Chad 'uses' Darfur refugees
2008-02-13 10:19
Khartoum - Sudan accused Chad on Tuesday of using some 300 000 Darfur refugees as bargaining chips in the growing dispute between the two countries, a day after Chad's prime minister threatened to expel the refugees if the international community failed to transfer them elsewhere.
Chadian Prime Minister Nouradin Koumakoye's threat followed repeated accusations that Sudan was fomenting violence in Chad because Darfur refugees were sheltering in the country's east.
Chadian rebels often clashed with government forces in eastern Chad and attacked the capital earlier this month before being driven off.
Sudan had denied involvement, and the country's refugee commissioner, Mohamed Ahmed al-Aghbash, said on Tuesday that any move by Chad to expel Darfur refugees would be "a violation of the Geneva international laws and convention".

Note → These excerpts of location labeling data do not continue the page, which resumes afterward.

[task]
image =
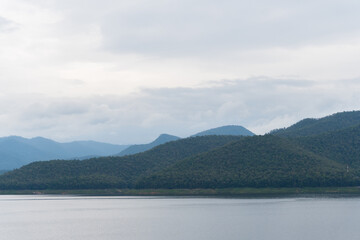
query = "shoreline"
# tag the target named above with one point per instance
(226, 192)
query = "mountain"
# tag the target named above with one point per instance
(312, 126)
(108, 172)
(260, 161)
(18, 151)
(312, 153)
(133, 149)
(342, 145)
(226, 130)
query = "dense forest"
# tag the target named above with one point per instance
(311, 153)
(107, 172)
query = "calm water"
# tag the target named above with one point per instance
(52, 217)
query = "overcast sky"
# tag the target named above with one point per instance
(126, 71)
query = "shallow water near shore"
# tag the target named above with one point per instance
(159, 218)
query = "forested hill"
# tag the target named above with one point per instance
(133, 149)
(107, 172)
(311, 126)
(312, 153)
(342, 146)
(262, 161)
(226, 130)
(17, 151)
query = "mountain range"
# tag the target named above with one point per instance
(310, 153)
(18, 151)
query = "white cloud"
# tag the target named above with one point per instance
(123, 71)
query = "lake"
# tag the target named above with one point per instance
(164, 218)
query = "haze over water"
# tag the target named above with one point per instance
(136, 218)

Chad threatens to expel Darfuris
Al-Aghbash was quoted by Sudan's official news agency as saying: "This is a mere trading and bargaining in the issue of the Sudanese refugees along the borderline with Chad." The issue is "a humanitarian question that should not be linked to political differences".
Under the 1951 United Nations refugee convention drafted in Geneva, its signatories, which included Chad, could not return a refugee to countries, where his or her life or freedom could be at risk on racial, religious or political grounds.

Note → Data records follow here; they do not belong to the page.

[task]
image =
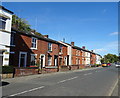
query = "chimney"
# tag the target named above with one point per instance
(83, 47)
(72, 43)
(33, 31)
(46, 36)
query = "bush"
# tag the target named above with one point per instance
(7, 69)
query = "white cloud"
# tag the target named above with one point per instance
(114, 33)
(111, 47)
(104, 10)
(100, 50)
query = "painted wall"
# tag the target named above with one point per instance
(5, 37)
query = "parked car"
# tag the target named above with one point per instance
(117, 65)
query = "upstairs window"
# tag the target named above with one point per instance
(34, 43)
(2, 22)
(49, 60)
(60, 48)
(33, 59)
(49, 46)
(12, 42)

Chad had threatened previously to expel the Darfur refugees, who had fled five years of fighting between the region's ethnic African rebel groups and Sudan's Arab-dominated government that had killed more than 200 000 people.

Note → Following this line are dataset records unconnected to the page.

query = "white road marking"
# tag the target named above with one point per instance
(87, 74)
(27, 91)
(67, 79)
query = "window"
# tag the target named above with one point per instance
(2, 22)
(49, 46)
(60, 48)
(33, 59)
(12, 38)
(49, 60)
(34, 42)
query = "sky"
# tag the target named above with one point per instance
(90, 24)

After attacks by Chadian rebels in April 2006, President Idriss Deby said he would force them back into Sudan if the international community did not take action to prevent Sudan from destabilising his country. Deby backed down a few days later under intense international pressure.
140 000 Chadians displaced
Over the weekend, about 12 000 more Darfur people fled across the border into eastern Chad after air strikes by the Sudanese military on several towns.
An estimated 280 000 Sudanese already were living in camps in eastern Chad, and the United Nations said some 140 000 Chadians in that area also had been displaced by violence linked to the Darfur conflict.
Meanwhile, Sudan's military spokesperson on Tuesday criticised the UN for turning a "blind eye" to incursions from Chad of Darfur rebels who found safe havens there, and for exclusively condemning Sudanese army actions.
The comments by Brigadier General Osman Mohamed al-Aghbash referred to Friday's bombing by Sudanese helicopter gunships of three border towns in Darfur along the Chad frontier - Sirba, Suleia and Abu Surouj - which rebels claimed to have seized earlier this month.
The rebels had been trying to consolidate their positions in West Darfur, and Khartoum said they regrouped and rearmed across the border in Chad.